Embryo implantation keeps being a poorly known phenomenon because it’s very difficult to carry out in vivo tests to assess it. However nowadays is becoming more and more relevant due to the new tests available. Nevertheless we must no forget that with regards to the equation of the success, the most important factor is still the embryo quality. Therefore carrying out these new tests makes sense only when the patient has not got pregnant after three IVF attempts or two egg donation cycles provided that:
• All the transferred embryos have been of good quality
• No technical problems have been reported during the transfers
• There is no evident problem in the uterus (submucous fibroids, polyps…)
Traditionally it has been believed that implantation issues could have been due to embryo problems (either because the embryos may have genetic issues or because there are abnormalities of the pellucid zone) or uterine reasons (like chronic asymptomatic infections of the endometrium or anatomic distortions of the cavity).
Nevertheless there were other more controverted causes that, thanks to the new tests available, are getting more relevant as time goes by. They can be classified as follows:
• Patients with disorders of the endometrium receptivity due to abnormalities of the implantation window. During this “window” the endometrium, thanks to the effect of the progesterone, allows the embryo to implant. It usually lasts from 2 to 6 days. There is enough evidence that in some cases the usual protocols of progesterone are not long enough to “open this window” leading to a lack of synchronization. Because of this when the embryo tries to implant the endometrium is not ready. Nowadays this receptivity can be assessed obtaining an endometrium biopsy that allows to adequate the treatment by giving more days of progesterone whenever it’s necessary.
• Patients with thrombophilies. It has been repeatedly demonstrated a higher incidence of thrombophilies in cases of implantation failure s of unknown origin. Until recently, and since the mid 90s, the only tests available were the studies of the mutations of the protrombin and the factor V of Leyden, as well as the protein S and C deficiencies. With the classic tests only 20% of the carriers were diagnosed. Nowadays there are new genetic tests performed in saliva that detect abnormalities that significantly increase the risk of thrombosis in as much as 85% of the carriers. These problems have also been related to recurrent miscarriages and/or implantation failures. By diagnosing more patients we can also treat them more efficiently using heparin. Amongst these new studies there are new mutations of the factor V (Cambridge and Hong Kong), polymorphisms of the factors XII and XIII (this one is considered especially important in the early maintenance of the pregnancy) and the presence of the blood group A1.
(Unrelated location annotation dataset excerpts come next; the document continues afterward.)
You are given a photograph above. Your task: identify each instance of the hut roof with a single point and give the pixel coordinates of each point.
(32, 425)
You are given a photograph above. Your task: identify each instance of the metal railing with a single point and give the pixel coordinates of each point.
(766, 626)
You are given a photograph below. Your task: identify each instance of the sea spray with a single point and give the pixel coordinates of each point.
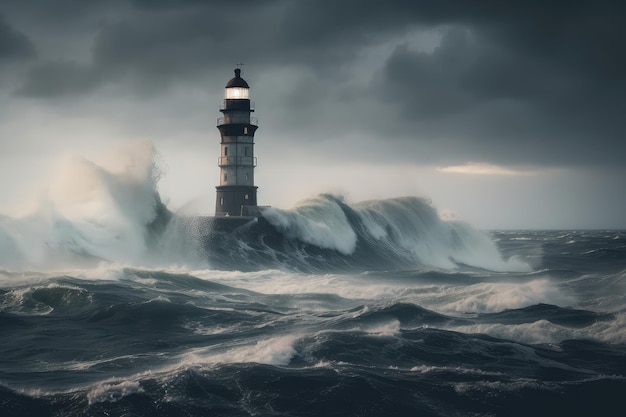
(89, 211)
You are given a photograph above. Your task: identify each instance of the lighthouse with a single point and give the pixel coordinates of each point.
(236, 194)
• Patients with immunological problems. Though it’s a controverted issue yet, there is more evidence available that suggests that in some patients the phenomenon known as “immunological tolerance” (which allows the mother to carry the baby during the 9 months of pregnancy without considering it a “foreign body” that should be attacked) does not take place as it should. Though various groups carry out tests in blood studying different factors that may alter the implantation or the early development of the embryo, it seems that the cells that can be studied in blood do not belong to the same family of those present at the endometrium (the ones that indeed take part in the implantation process). Because of this BarcelonaIVF carries out the immunological studies performing an endometrium biopsy with the intention to know what really happens where the implantation takes place. When this test shows abnormal figures using steroids to cause immunosuppression is a good option.